Volkshuisvesting is belangrijk. We investeren er veel in. Niet alleen in aandacht en uren maar ook in direct geld. Het investeren in een beleid van “rechtwonen” is een heel effectieve manier van investeren in de volkshuisvesting. Het effect daarvan is met de huidige middelen die ons van dienst zijn echter niet of moeilijk te meten. We dienen daarom een motie in om tot goedgedefinieerde parameters te komen zodat de doeltreffendheid van het volkshuisvestigingsbeleid kan worden bepaald anders dan alleen het aantal gebouwde woningen. Daardoor kan er beter gerapporteerd worden en kunnen wij onze kaderstellende en onze controlerende rollen beter uitvoeren.

Aanvullend beleid

We hebben meer beleid nodig dan nu in de Woonvisie staat aangegeven.
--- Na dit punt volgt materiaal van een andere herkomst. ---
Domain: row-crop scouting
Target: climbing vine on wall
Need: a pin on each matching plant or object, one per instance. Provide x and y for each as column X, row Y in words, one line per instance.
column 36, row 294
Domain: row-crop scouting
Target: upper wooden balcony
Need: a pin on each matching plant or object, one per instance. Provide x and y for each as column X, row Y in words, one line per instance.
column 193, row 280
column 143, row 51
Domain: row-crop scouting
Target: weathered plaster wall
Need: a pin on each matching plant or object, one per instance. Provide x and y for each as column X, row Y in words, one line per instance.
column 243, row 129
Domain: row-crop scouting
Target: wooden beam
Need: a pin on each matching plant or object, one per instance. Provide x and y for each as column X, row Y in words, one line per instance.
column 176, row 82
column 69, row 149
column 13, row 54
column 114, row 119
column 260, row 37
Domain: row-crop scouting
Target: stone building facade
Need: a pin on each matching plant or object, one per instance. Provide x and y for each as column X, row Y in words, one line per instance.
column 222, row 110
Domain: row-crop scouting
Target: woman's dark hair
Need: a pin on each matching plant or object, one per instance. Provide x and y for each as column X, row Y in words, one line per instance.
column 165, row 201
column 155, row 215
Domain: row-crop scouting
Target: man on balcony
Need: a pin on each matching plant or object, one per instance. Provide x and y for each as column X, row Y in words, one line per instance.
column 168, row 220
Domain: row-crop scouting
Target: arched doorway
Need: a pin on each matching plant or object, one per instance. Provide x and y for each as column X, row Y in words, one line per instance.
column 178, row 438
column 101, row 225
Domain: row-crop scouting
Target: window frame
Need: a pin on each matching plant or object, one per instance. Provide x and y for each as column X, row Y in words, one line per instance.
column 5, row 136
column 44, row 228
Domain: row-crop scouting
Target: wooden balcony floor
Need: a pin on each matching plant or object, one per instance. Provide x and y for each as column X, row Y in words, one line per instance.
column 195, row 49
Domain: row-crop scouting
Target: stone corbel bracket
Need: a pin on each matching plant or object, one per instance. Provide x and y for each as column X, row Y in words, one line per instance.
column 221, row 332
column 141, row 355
In een aantal moties zullen we vragen om dat aanvullend beleid verder te ontwikkelen. De ene gaat over een beleid betreffende Maatschappelijk Gebonden Eigendom, de andere gaat over het ontwikkelen van een actief beleid tegen scheefwonen. Ik stel voor om deze moties en de andere motie betreffende de kengetallen apart aan de orde te stellen.

Samenvattend

Om de achterstand in de volkshuisvesting in te halen kiest GroenLinks er voor om in de komende 4 jaar gemiddeld 200 woningen per jaar te bouwen. We zullen zoveel mogelijk in moeten zetten in een effectief volkshuisvestigingsbeleid. Als dat doeltreffend wordt, sluit GroenLinks zeker niet uit dat we daarna kunnen temporiseren op de 100 woningen per jaar die de Stichting Milieuzorg aangeeft als passender te vinden voor Zeist,.

Dank

Tot slot willen we iedereen bedanken die hieraan heeft meegewerkt. De insprekers, de collega’s in de Raad, het College en de ambtenaren die deze woonvisie hebben opgesteld en ook nog alles hebben verwerkt.